- Tess Jaray, pintora britânica conhecida por abstrações discretas com grids, cubos e zigzags, morreu aos 88 anos no domingo.
- Nascida em 1937 em Viena, filha de judeus, sua família fugiu para a Inglaterra um ano após o seu nascimento; muitos familiares foram mortos nos campos de concentração.
- Formou-se em artes no Saint Martin’s e no Slade, onde em 1968 tornou-se a primeira mulher a lecionar; teve influência sobre diversas gerações de artistas.
- Seu trabalho ganhou relevância ao longo das décadas, incluindo comissões de grande escala nos anos oitenta e noventa; também passou a escrever mais a partir dos anos noventa.
- A retrospectiva em Viena ocorreu apenas em 2021, e naquele mesmo ano suas obras foram apresentadas no Centre Pompidou, em Paris, como parte de uma mostra de abstractas mulheres.

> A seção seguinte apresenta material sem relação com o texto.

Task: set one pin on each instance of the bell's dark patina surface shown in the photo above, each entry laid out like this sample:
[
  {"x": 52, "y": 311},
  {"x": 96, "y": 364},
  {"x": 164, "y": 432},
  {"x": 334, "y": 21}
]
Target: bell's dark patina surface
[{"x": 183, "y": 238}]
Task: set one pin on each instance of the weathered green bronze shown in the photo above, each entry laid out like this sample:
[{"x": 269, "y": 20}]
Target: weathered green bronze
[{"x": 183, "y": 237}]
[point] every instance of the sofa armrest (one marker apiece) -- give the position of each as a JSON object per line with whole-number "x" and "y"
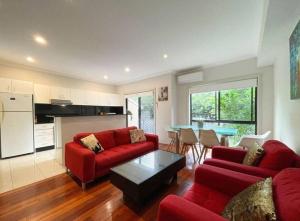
{"x": 81, "y": 161}
{"x": 223, "y": 180}
{"x": 251, "y": 170}
{"x": 229, "y": 154}
{"x": 152, "y": 138}
{"x": 176, "y": 208}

Tess Jaray, pintora britânica conhecida por abstrações contidas que exploram padrões recorrentes no mundo, faleceu no domingo aos 88 anos, conforme anúncio publicado no Instagram oficial da artista. A confirmação foi feita pela família e pela equipe de sua prática artística.

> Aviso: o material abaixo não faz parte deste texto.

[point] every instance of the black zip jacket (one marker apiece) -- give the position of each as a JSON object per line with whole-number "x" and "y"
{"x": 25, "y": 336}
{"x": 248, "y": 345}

Jaray dedicou-se a pinturas de grade, cubos e ziguezags que se apoiam em fundos de cores suaves, iniciando na década de 1960, em plena era do Minimalismo nos Estados Unidos. Suas obras, contudo, tinham presença mais silenciosa e menos dramatismo do que o movimento dominante.
A artista descreveu o desejo de tocar algo enraizado na condição humana por meio dessas abstrações. Em 2019, afirmou a uma entrevista que buscava entender a busca obsessiva por padrões e repetição na natureza e na arte, um ponto de encontro entre cabeça, coração, externo e interno.
Carreira e influência
Embora não tenha tido ampla notoriedade imediata, Jaray exerceu grande influência sobre várias gerações de artistas. Muitos estudaram com ela na Slade School of Fine Art, em Londres, onde foi a primeira mulher a lecionar, em 1968. A artistas Rana Begum, que já foi assistente dela, a descreveu como mentora e amiga.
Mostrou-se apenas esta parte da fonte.